I'll write the patch, get my friend to test and prepare a PR

icex2 commented 2 years ago

In GitLab by @shtokopep on Jan 31, 2022, 01:29

My patch to chuniio.dll seems to be working correctly in terms of packet handling, however it didn't fix the issue.

I then wrote a small test app (just sending red/green/blue/white to the panel) using libusb synchronous I/O to have a simple test case, and it exhibits the same problem (first 26 keys working fine, last 6+sides not working, see attached picture) even though libusb tells me it succesfully wrote 240 bytes.

taso

I think while 240 bytes are indeed sent to the endpoint, the device firmware is not able to correctly reconstruct the data packet (maybe the wrong endpoint size is also hardcoded elsewhere in the transfer handling routine, but i'm not gonna look for other occurrences of a single byte lol)

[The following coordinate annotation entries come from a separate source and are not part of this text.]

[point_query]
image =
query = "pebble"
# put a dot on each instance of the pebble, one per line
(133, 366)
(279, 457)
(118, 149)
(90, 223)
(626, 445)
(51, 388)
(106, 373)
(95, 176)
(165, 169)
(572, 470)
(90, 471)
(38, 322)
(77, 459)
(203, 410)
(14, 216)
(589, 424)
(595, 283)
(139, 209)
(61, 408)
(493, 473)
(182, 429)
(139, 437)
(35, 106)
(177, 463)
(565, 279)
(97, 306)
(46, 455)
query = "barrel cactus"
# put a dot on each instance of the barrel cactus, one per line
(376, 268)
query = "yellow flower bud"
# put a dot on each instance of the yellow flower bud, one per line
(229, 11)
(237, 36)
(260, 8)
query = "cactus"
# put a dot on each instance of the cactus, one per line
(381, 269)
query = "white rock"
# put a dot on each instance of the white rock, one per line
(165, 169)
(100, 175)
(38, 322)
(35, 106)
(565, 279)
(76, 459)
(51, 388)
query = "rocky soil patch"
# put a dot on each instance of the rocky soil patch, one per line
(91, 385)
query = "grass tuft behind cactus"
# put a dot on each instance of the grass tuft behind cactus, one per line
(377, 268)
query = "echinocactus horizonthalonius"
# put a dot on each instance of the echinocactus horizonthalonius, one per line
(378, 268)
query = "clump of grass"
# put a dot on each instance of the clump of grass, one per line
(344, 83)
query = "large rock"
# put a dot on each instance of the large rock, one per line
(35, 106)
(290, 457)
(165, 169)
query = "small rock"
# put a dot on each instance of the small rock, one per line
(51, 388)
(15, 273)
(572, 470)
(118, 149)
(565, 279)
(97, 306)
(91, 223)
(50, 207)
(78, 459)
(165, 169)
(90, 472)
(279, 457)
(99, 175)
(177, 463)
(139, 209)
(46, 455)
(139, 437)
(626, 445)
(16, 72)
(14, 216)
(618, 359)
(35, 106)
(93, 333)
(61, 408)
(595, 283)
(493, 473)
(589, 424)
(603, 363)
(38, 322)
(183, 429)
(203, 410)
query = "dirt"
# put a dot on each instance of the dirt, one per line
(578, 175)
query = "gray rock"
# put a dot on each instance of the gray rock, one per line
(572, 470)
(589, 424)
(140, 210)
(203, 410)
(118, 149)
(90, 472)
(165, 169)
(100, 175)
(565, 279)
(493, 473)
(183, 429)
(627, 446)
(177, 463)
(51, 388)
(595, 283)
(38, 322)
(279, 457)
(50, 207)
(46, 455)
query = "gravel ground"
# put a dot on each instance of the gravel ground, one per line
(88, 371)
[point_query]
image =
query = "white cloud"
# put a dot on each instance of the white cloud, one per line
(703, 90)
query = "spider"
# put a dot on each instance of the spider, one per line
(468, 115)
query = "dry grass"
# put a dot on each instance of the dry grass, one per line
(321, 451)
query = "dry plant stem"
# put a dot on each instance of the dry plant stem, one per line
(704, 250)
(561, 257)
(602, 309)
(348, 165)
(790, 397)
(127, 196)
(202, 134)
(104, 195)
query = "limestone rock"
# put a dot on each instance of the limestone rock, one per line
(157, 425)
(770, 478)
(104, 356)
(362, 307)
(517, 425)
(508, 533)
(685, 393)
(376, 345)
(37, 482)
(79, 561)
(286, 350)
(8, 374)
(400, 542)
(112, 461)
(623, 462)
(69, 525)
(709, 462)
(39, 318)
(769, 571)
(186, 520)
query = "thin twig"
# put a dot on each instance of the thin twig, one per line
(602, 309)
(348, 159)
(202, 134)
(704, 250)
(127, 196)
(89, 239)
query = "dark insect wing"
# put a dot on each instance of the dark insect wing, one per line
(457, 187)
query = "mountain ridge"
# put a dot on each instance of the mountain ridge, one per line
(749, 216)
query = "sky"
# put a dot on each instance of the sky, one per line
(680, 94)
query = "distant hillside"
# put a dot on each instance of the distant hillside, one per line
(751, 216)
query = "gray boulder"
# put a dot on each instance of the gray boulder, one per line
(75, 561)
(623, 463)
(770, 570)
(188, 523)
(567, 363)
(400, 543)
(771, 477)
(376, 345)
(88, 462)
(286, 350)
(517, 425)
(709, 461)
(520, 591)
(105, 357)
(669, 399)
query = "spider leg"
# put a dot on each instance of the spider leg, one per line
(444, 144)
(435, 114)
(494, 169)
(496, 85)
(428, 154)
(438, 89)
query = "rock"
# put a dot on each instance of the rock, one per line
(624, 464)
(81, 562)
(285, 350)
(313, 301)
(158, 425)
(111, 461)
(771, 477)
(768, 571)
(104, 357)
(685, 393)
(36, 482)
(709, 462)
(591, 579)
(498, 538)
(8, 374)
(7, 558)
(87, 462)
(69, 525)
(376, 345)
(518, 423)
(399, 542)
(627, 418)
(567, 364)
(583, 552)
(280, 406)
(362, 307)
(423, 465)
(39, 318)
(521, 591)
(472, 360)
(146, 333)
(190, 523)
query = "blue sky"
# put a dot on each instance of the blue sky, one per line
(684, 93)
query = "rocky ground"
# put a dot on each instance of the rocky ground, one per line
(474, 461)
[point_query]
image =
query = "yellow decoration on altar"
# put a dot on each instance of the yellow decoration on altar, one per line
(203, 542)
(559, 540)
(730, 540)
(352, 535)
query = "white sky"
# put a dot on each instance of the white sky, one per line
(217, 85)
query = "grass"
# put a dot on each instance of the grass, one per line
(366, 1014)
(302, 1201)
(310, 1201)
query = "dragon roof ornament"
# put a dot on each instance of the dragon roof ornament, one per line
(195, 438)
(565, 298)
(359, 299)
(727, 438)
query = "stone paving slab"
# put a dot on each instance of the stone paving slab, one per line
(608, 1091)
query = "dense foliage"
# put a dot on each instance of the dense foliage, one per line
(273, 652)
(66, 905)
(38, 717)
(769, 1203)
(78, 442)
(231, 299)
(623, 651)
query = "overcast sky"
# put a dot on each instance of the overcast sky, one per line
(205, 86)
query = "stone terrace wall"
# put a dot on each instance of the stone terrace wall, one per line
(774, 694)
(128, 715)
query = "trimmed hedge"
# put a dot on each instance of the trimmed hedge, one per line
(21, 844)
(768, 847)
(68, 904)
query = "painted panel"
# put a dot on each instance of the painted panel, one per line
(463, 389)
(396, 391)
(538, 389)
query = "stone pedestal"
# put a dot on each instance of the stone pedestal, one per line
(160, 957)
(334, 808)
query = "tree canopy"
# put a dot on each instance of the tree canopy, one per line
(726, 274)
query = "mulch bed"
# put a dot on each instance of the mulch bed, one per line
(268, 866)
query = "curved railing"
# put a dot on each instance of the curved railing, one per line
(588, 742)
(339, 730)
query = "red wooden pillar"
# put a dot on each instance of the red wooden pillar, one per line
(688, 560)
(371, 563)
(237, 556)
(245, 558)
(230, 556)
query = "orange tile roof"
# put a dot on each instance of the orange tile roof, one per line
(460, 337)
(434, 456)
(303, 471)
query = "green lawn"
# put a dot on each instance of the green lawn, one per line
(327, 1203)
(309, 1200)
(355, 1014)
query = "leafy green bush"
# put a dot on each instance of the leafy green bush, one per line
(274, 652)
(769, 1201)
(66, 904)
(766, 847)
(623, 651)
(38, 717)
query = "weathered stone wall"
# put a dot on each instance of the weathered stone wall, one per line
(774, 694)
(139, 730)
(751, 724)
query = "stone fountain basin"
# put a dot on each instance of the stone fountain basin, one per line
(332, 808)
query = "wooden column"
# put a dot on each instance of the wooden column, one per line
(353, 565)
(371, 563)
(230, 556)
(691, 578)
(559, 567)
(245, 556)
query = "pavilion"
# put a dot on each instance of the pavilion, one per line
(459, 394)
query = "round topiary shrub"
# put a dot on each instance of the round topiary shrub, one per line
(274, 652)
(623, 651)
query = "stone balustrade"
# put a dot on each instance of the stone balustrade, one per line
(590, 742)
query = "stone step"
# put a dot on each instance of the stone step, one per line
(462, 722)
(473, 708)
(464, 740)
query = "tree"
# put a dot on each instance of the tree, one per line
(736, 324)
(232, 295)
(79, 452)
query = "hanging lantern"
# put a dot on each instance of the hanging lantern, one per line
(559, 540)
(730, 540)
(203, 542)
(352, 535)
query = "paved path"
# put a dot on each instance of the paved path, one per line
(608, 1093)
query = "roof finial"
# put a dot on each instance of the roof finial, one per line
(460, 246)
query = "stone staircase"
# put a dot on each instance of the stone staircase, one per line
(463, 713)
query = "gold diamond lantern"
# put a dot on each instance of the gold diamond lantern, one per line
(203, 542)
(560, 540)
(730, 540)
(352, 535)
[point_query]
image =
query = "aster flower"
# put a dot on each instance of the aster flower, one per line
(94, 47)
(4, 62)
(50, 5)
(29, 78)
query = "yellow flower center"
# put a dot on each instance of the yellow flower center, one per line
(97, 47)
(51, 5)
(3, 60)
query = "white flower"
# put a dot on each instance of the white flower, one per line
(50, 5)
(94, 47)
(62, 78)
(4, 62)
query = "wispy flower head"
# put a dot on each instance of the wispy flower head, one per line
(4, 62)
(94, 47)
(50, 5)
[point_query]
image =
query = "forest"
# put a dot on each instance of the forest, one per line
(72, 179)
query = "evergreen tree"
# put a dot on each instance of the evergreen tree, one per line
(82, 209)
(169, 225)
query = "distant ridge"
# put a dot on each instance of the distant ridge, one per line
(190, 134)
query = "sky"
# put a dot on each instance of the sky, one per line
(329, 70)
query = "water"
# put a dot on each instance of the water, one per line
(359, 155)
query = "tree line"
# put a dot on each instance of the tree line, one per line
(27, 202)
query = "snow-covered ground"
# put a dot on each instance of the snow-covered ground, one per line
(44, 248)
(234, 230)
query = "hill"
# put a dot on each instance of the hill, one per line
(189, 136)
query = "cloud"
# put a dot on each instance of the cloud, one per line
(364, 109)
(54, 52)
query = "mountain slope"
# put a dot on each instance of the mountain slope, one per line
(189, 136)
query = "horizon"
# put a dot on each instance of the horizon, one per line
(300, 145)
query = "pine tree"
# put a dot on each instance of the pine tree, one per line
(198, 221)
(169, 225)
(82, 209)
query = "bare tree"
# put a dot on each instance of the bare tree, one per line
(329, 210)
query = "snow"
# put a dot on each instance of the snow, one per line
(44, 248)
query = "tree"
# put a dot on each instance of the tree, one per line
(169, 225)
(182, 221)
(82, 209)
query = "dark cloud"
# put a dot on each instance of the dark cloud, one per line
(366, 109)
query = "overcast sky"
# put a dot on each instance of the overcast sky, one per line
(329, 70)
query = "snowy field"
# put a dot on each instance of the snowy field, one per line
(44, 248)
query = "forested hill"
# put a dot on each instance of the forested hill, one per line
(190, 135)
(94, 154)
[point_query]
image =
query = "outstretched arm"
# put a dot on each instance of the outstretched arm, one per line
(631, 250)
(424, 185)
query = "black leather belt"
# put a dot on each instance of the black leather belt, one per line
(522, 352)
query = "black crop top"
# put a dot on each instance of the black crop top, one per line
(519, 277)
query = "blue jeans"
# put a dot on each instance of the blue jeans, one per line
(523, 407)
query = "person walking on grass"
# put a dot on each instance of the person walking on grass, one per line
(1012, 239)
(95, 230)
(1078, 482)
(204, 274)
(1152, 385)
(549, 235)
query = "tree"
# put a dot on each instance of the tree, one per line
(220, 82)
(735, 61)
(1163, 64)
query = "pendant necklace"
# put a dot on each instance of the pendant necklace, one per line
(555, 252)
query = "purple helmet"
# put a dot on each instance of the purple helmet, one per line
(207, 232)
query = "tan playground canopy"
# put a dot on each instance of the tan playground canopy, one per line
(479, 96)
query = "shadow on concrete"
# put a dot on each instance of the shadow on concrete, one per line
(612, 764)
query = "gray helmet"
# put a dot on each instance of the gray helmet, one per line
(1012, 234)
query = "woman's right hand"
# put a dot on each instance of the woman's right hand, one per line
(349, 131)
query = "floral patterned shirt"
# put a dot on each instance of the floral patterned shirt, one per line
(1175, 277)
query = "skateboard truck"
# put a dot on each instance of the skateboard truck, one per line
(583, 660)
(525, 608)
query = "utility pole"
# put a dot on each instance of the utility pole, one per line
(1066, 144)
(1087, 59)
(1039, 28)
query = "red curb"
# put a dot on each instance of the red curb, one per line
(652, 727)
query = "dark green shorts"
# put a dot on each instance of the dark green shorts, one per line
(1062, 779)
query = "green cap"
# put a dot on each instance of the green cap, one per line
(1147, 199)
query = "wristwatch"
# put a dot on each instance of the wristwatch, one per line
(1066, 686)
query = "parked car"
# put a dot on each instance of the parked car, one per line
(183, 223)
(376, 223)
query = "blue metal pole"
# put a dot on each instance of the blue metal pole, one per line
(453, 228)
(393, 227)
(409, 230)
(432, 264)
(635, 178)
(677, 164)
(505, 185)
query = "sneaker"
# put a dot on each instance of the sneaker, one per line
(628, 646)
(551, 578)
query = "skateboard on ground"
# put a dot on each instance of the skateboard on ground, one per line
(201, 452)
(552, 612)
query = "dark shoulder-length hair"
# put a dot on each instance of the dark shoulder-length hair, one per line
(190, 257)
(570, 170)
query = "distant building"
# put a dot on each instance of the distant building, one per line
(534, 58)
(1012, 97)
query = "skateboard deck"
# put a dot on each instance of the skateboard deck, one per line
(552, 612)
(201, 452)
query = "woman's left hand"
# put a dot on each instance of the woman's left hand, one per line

On a more positive note, I've noticed that the device advertises itself as a full speed device in the device descriptor rather than high (in fact I learnt that a size of 1024 does exist for superspeed, but this also requires BOS descriptors which the tasoller doesn't have...), and it also reports an interval polling rate which should be 0 for bulk endpoints (technically it's ignored, but I've had enumeration issues with some microcontrollers for this exact reason before) so there's hope that this is the reason why it was still failing to enumerate.

TL;DR I spent a little while patching chuniio.dll for nothing, but I've got another lead on a firmware patch, will report back soon

icex2 commented 2 years ago

Great work. Looking forward to that patch.

icex2 commented 2 years ago

In GitLab by @shtokopep on Feb 3, 2022, 12:34

mmhh, after more attempts, unfortunately nothing worked.. interestingly enough, the mcu inside seems to be a NUC140 according to akiroz ( "It's likely an NUC140, the DFU manufacturer says "SS140" and the QFP48 pinout matches with the crystal and USB pins" )

if that's the case then the mcu is actually only capable of fullspeed usb, not highspeed/superspeed, which might explain why I still saw it enumerated as full speed and why it's up to the chipset to accept fullspeed with an endpoint packet size of 512+ despite it being out of spec.

the next step would be to properly implement either the high speed "other speed descriptor" (which might probably only cause more issues if mcu is not capable of high speed anyways), or fix the packet reading behavior so that fragmented packets can be reconstructed as they should... however both of these solutions would require firmware disassembly and more time than I'd like to spend on it :p

Therefore I've decided to send an email to dao support instead, as the fix would be trivial for them if they know what they need to change in the firmware. Hopefully they will listen

icex2 commented 2 years ago

that's unfortunate, but thanks for digging and giving a summary about it. FYI that i tried to reach out to dao about this issue quite a while ago and didn't get an answer, unfortunately. maybe the result is different this time. keep us posted.